5 things to consider if you want to work as a data scientist

Understanding of Data :

Because data science is all about data, the first thing to look for is “a love for data.”

The following questions will aid in determining one’s fondness for data:

  • Do you know the language of data, or at the very least what data/information is?
  • Does your present employment need you to work with data?
  • Are you familiar with tables (rows/columns) and some unstructured data?
  • Most importantly, do you enjoy looking at and manipulating data?

If you answered “yes” to the most of the above questions, then you’re good to go from a “data” standpoint*.*

Understanding of algorithms/logic:

Algorithms are a collection of instructions for a computer to follow in order to complete a specific activity.
Even When you solve a riddle on paper, it’s similar to what algorithms accomplish in computers.
Because all machine learning systems are based on algorithms, having a fundamental understanding of what algorithms are and how they are developed at a high level using logic is a must.

Understanding of programming:

To start their data science adventure, no one needs to be a master coder.
However, one should be familiar with how computer programs are written. Possibly a few fundamentals:

• What are variables and constants, and what are the differences between them? What does “datatype” imply?
• What are loops and conditional statements, and how do you use them?
• What do input/output, functions, and other terms mean?
• Define client/server, databases, APIs, hosting, and deployment, among other terms.

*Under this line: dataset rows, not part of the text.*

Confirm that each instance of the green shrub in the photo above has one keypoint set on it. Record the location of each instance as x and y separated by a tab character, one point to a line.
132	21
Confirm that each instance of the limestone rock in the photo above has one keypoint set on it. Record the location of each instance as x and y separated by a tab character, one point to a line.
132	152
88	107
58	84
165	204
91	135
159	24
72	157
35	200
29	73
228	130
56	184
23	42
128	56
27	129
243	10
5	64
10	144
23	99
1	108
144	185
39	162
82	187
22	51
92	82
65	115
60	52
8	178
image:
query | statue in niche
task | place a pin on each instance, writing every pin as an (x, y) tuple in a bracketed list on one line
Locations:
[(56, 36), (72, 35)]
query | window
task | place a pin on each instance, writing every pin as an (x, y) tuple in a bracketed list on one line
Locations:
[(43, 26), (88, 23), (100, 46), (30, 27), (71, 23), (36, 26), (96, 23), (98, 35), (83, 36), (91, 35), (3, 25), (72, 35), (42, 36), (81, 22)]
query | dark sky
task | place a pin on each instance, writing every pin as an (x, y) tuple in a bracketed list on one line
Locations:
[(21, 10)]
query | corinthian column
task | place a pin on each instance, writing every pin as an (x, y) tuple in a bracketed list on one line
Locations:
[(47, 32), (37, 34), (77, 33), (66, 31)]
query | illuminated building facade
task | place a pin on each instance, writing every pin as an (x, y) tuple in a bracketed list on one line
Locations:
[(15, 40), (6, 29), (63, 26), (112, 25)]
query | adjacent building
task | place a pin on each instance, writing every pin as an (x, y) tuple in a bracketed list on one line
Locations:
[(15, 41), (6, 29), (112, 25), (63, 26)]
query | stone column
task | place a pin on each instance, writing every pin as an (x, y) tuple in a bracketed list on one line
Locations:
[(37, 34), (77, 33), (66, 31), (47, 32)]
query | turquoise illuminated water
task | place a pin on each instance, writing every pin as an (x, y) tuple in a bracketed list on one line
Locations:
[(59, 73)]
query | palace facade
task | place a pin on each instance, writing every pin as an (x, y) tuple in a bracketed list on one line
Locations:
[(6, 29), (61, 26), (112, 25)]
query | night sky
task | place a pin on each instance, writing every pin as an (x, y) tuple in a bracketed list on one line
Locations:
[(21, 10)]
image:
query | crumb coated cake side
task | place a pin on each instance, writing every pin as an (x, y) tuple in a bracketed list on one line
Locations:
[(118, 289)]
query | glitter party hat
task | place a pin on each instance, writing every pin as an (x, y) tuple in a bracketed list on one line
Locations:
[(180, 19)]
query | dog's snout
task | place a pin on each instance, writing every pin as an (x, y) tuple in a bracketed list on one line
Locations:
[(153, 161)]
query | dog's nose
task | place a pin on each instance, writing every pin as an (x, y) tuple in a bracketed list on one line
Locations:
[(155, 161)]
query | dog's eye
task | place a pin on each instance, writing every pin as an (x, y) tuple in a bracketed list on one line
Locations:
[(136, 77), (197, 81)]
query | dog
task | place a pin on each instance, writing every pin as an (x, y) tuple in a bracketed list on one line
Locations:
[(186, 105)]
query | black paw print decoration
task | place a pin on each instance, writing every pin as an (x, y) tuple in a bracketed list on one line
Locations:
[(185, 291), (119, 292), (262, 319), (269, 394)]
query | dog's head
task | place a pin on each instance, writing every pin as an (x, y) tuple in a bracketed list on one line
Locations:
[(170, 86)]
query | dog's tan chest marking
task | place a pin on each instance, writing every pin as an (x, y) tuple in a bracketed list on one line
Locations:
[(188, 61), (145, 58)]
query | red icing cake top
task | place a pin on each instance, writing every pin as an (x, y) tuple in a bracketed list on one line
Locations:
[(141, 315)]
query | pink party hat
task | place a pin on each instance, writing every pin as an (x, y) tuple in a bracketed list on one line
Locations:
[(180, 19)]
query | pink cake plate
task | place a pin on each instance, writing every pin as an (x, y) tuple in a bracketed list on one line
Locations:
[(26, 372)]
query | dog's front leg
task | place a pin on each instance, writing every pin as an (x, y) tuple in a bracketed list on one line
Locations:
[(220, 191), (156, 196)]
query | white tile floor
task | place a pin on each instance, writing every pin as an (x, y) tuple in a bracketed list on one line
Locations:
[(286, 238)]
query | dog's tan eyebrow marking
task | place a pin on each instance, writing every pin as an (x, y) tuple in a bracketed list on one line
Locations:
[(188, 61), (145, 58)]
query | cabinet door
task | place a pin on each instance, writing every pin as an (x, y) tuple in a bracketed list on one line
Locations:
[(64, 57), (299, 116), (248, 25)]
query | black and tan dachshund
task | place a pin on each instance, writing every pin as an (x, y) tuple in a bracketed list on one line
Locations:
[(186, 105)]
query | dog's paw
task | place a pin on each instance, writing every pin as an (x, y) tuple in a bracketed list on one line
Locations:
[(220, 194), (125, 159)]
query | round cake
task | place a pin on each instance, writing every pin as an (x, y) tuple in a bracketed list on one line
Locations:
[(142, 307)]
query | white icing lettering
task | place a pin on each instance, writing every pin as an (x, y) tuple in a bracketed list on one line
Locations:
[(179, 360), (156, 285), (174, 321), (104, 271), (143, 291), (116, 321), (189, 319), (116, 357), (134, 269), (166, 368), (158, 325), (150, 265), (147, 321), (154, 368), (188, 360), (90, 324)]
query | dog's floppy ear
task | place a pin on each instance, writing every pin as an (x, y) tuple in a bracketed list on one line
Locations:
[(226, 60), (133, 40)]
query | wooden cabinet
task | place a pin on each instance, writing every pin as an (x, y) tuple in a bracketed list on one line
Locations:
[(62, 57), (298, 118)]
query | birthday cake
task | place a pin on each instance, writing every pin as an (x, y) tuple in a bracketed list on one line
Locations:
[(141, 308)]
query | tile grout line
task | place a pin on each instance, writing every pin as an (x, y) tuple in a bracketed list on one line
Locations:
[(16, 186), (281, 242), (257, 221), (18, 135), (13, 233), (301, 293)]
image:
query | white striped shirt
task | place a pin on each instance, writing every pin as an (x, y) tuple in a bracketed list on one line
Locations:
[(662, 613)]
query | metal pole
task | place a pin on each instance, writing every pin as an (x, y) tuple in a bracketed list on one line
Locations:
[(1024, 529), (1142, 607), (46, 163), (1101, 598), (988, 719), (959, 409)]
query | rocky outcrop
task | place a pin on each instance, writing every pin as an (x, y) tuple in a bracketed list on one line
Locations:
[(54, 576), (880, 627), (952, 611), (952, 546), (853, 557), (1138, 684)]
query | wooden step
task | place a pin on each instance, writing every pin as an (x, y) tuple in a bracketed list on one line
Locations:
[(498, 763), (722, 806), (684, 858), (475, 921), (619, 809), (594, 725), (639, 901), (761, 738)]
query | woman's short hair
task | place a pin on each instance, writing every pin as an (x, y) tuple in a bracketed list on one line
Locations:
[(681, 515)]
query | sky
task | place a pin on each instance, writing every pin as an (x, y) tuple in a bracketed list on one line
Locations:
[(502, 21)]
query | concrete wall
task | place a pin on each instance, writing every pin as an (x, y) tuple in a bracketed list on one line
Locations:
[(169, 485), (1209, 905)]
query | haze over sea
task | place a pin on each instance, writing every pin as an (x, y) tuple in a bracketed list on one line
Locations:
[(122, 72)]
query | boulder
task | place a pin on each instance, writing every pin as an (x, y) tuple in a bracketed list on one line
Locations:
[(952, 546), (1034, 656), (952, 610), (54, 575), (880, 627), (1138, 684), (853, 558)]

If the preceding questions are answered confidently, the “coding” portion can begin.

Understanding of Statistics:

One of the most important areas of study in data science is statistics. There is no mandatory data science course in this domain, but the following topics should not make an aspiring data scientist uncomfortable:

• percentiles, mean, median, mode, stranded deviation/variance, etc.
• probability/Bayes theorem/distribution, etc.
• Hypothesis testing, anova, chi square, p-value, and other statistical tests

Understanding of business domain:

This point, like the others, is not a roadblock for aspiring data scientists; nonetheless, the more knowledge one has in a given business sector or domain, the easier it will be for him or her to analyze data from that domain.